Lo veo pugnar por mantenerse en lo alto de un pequeño montículo que defiende de sus compañeros de juego, otros tres o cuatro muchachos de unos siete u ocho años. El objetivo es claro: no permitir que nadie permanezca encima y, desde allí, y una vez repelidos todos los intentos de sus amiguetes por conquistar el lugar, gritar, como si no hubiese nada más importante en el mundo, que él es el rey de la montaña –que es la vida–. Es un momento enormemente placentero, una sensación irrepetible y fugaz porque, a continuación, es derribado por otro de los aspirantes y rueda entre risas por la hierba del parque dejando atrás su momentáneo reinado.
Observo cómo se encuentra tumbado en el césped, mordisqueando la clorofila que todavía le queda a alguno de los tallos, mirando las nubes –que son la vida– pasar, asociando formas e imágenes, defendiendo ante sus amigos –que tienen la marca de la inmortalidad que solo imprime la infancia– lo que cada uno ve a través de las manos, que señalan, por ejemplo, las orejas de un elefante, el caparazón de una tortuga o las alas de un dragón que asoman, según ellos, en la superficie de diversos cumulonimbos.
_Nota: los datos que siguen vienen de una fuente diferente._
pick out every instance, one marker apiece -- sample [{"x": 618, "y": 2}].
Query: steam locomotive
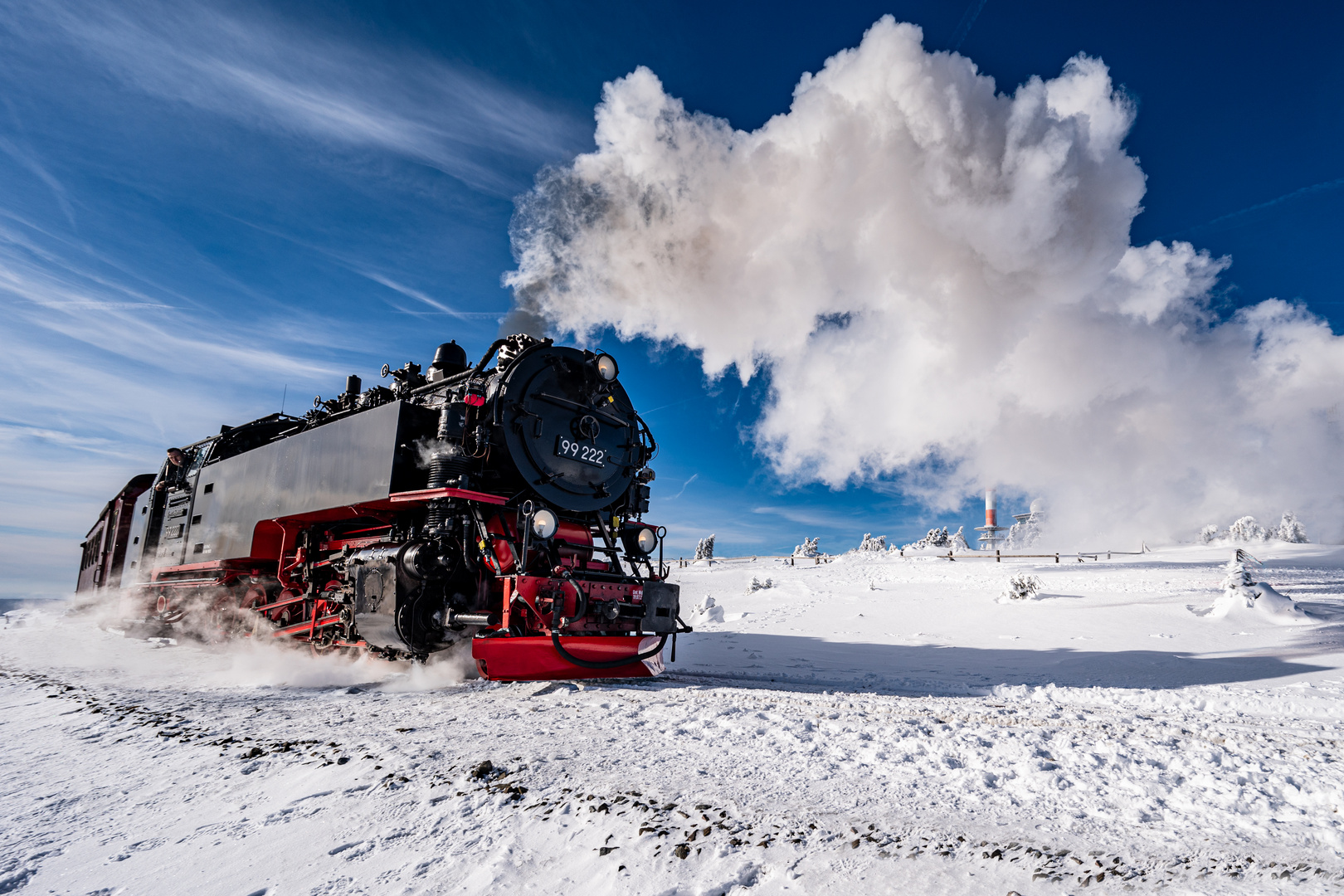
[{"x": 500, "y": 507}]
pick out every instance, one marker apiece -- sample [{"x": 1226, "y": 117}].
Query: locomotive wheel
[
  {"x": 167, "y": 613},
  {"x": 324, "y": 644}
]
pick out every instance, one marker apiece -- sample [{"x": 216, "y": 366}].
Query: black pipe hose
[
  {"x": 580, "y": 609},
  {"x": 608, "y": 664}
]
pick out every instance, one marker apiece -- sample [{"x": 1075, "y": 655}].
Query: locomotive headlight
[
  {"x": 544, "y": 523},
  {"x": 640, "y": 539}
]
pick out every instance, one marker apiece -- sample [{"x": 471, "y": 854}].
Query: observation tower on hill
[{"x": 990, "y": 538}]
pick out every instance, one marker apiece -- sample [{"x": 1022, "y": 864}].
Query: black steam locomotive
[{"x": 494, "y": 505}]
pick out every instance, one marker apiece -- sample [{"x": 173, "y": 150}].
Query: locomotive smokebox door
[{"x": 661, "y": 603}]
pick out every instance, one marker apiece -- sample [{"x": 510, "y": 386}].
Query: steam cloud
[{"x": 940, "y": 284}]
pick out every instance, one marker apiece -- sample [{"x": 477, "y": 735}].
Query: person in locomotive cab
[{"x": 177, "y": 475}]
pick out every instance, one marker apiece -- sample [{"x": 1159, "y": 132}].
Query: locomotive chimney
[{"x": 449, "y": 358}]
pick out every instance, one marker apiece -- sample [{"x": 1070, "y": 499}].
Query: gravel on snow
[{"x": 869, "y": 726}]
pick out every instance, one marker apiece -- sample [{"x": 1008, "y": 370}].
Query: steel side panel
[{"x": 344, "y": 462}]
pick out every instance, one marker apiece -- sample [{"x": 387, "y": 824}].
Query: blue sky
[{"x": 205, "y": 207}]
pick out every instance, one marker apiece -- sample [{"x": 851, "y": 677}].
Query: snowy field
[{"x": 869, "y": 726}]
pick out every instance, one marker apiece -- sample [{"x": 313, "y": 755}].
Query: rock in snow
[{"x": 823, "y": 738}]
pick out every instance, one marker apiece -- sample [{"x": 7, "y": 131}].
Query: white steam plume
[{"x": 938, "y": 281}]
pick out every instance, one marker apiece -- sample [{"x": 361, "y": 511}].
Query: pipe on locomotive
[{"x": 465, "y": 375}]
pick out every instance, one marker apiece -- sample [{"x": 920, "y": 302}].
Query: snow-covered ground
[{"x": 874, "y": 724}]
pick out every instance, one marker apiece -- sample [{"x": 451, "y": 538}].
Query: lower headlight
[{"x": 544, "y": 523}]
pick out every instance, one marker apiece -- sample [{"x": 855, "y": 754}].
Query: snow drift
[{"x": 971, "y": 249}]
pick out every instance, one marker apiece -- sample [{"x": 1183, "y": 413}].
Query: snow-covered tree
[
  {"x": 1023, "y": 535},
  {"x": 873, "y": 543},
  {"x": 1238, "y": 571},
  {"x": 808, "y": 548},
  {"x": 1291, "y": 529},
  {"x": 1020, "y": 587},
  {"x": 940, "y": 539},
  {"x": 704, "y": 550},
  {"x": 1248, "y": 529}
]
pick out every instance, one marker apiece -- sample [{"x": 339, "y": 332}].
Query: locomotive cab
[{"x": 494, "y": 505}]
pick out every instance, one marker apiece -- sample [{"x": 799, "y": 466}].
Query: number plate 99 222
[{"x": 581, "y": 451}]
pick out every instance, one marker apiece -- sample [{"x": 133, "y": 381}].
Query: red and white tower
[{"x": 991, "y": 539}]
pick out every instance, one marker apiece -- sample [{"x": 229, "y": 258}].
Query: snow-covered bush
[
  {"x": 709, "y": 610},
  {"x": 1020, "y": 587},
  {"x": 1022, "y": 535},
  {"x": 1241, "y": 592},
  {"x": 808, "y": 548},
  {"x": 873, "y": 543},
  {"x": 940, "y": 539},
  {"x": 1291, "y": 529},
  {"x": 704, "y": 550},
  {"x": 1027, "y": 529},
  {"x": 1248, "y": 529},
  {"x": 1238, "y": 571}
]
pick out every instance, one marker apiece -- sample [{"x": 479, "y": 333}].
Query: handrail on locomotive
[{"x": 468, "y": 504}]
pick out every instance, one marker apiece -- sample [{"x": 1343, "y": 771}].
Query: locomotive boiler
[{"x": 494, "y": 505}]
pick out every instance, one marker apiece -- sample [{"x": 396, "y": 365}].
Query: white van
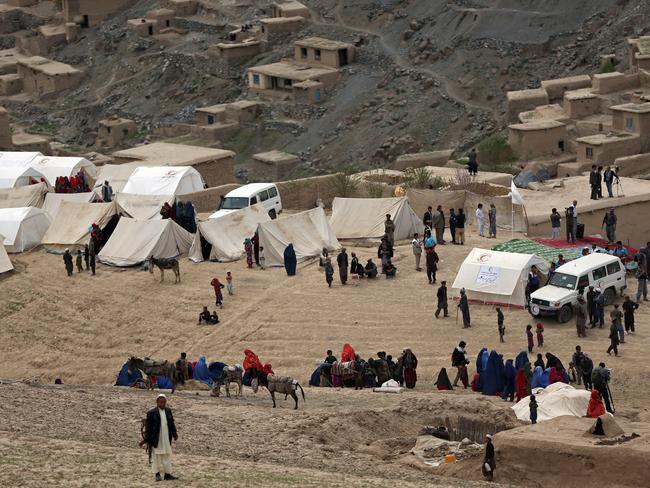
[
  {"x": 557, "y": 298},
  {"x": 265, "y": 193}
]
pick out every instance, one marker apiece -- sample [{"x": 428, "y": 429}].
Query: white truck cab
[
  {"x": 265, "y": 193},
  {"x": 560, "y": 294}
]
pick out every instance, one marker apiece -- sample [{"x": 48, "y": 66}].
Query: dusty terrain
[{"x": 83, "y": 328}]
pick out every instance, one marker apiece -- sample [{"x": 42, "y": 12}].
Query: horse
[
  {"x": 153, "y": 367},
  {"x": 163, "y": 264},
  {"x": 283, "y": 384},
  {"x": 231, "y": 374}
]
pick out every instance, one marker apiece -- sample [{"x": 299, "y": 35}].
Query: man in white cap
[{"x": 159, "y": 431}]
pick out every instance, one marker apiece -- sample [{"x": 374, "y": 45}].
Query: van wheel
[{"x": 565, "y": 314}]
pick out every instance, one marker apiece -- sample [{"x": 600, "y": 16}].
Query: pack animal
[
  {"x": 231, "y": 374},
  {"x": 152, "y": 367},
  {"x": 163, "y": 264},
  {"x": 286, "y": 385}
]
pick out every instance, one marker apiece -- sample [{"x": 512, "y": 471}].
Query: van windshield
[
  {"x": 563, "y": 281},
  {"x": 234, "y": 203}
]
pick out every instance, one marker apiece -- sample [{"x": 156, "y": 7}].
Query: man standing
[
  {"x": 628, "y": 314},
  {"x": 452, "y": 225},
  {"x": 600, "y": 377},
  {"x": 427, "y": 220},
  {"x": 556, "y": 223},
  {"x": 593, "y": 182},
  {"x": 480, "y": 220},
  {"x": 609, "y": 223},
  {"x": 416, "y": 245},
  {"x": 159, "y": 431},
  {"x": 460, "y": 362},
  {"x": 67, "y": 260},
  {"x": 460, "y": 225},
  {"x": 107, "y": 192},
  {"x": 442, "y": 300},
  {"x": 389, "y": 229},
  {"x": 439, "y": 225},
  {"x": 577, "y": 360},
  {"x": 342, "y": 261},
  {"x": 492, "y": 218},
  {"x": 463, "y": 304}
]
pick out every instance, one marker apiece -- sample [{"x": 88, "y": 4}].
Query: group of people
[
  {"x": 78, "y": 183},
  {"x": 182, "y": 213}
]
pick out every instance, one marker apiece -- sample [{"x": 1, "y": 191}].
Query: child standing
[
  {"x": 502, "y": 328},
  {"x": 262, "y": 258},
  {"x": 79, "y": 262},
  {"x": 216, "y": 284},
  {"x": 533, "y": 409},
  {"x": 229, "y": 287},
  {"x": 540, "y": 335}
]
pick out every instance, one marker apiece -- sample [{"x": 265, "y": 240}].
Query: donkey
[
  {"x": 163, "y": 264},
  {"x": 231, "y": 374},
  {"x": 153, "y": 367}
]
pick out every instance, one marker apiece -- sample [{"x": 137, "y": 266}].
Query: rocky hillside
[{"x": 430, "y": 74}]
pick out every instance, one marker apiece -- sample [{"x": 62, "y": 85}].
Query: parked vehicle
[
  {"x": 265, "y": 193},
  {"x": 557, "y": 298}
]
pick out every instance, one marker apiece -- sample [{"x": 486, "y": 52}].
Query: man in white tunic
[{"x": 159, "y": 431}]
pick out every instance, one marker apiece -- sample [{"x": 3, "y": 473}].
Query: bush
[{"x": 494, "y": 149}]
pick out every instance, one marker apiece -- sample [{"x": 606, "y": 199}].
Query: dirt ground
[{"x": 83, "y": 328}]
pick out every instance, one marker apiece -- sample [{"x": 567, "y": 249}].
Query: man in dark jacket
[
  {"x": 442, "y": 300},
  {"x": 159, "y": 431}
]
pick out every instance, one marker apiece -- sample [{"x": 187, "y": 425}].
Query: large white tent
[
  {"x": 361, "y": 218},
  {"x": 143, "y": 207},
  {"x": 226, "y": 234},
  {"x": 497, "y": 277},
  {"x": 164, "y": 180},
  {"x": 116, "y": 174},
  {"x": 72, "y": 223},
  {"x": 134, "y": 241},
  {"x": 17, "y": 176},
  {"x": 308, "y": 231},
  {"x": 53, "y": 201},
  {"x": 24, "y": 196},
  {"x": 553, "y": 401},
  {"x": 55, "y": 166},
  {"x": 5, "y": 262},
  {"x": 23, "y": 228}
]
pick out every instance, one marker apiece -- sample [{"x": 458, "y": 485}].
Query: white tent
[
  {"x": 116, "y": 174},
  {"x": 554, "y": 401},
  {"x": 5, "y": 262},
  {"x": 24, "y": 196},
  {"x": 72, "y": 223},
  {"x": 497, "y": 277},
  {"x": 143, "y": 207},
  {"x": 53, "y": 201},
  {"x": 55, "y": 166},
  {"x": 17, "y": 158},
  {"x": 17, "y": 176},
  {"x": 23, "y": 227},
  {"x": 164, "y": 180},
  {"x": 227, "y": 233},
  {"x": 134, "y": 241},
  {"x": 308, "y": 231},
  {"x": 360, "y": 218}
]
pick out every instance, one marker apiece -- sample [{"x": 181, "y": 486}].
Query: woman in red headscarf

Es un momento enormemente placentero, una sensación irrepetible y fugaz porque, a continuación, el viento hace de las suyas y deshace las imágenes halladas, formando nuevas e inalcanzables figuras que localizar.
Me fijo en cómo buscan piedras planas, alargadas y lisas para “hacer la rana”, lanzándolas por el agua y venciendo, aunque sea durante dos o tres botes, la ley de la gravedad, cómo hablan y reflexionan, con cierto orden, sobre cuáles son las mejores rocas y la mejor técnica para llegar lo más lejos posible a través de la superficie acuática –que es la vida– y alcanzar distancias inimaginables. Es un momento enormemente placentero, una sensación irrepetible y fugaz porque, a continuación, la lógica emerge contundente para recordar las leyes físicas y hundir inmisericorde la piedra.
Regreso a mi realidad, emocionado, tocado por un sinfín de amigos que ya no están, y que incluso puede que nunca estuvieran –tal es el poder de la evocación literaturizada del pasado–, pero que dejaron marca cuando el mundo era mi barrio y el futuro tan solo una palabra desprovista de significado. Chapas, balón, escondite, peonzas, pilla-pilla… Todo se repite una y otra vez, una y otra vez, una y otra vez, y esto me congratula con la existencia y me digo que, quizá, no esté todo perdido.
Se cumplen 40 años del estreno de Regreso al futuro. Todo el mundo se prepara para el acontecimiento sin comprender que, para viajar en el tiempo, tan solo es necesario el DeLorean de la memoria.
Buen verano, pues, por entre las autopistas del recuerdo.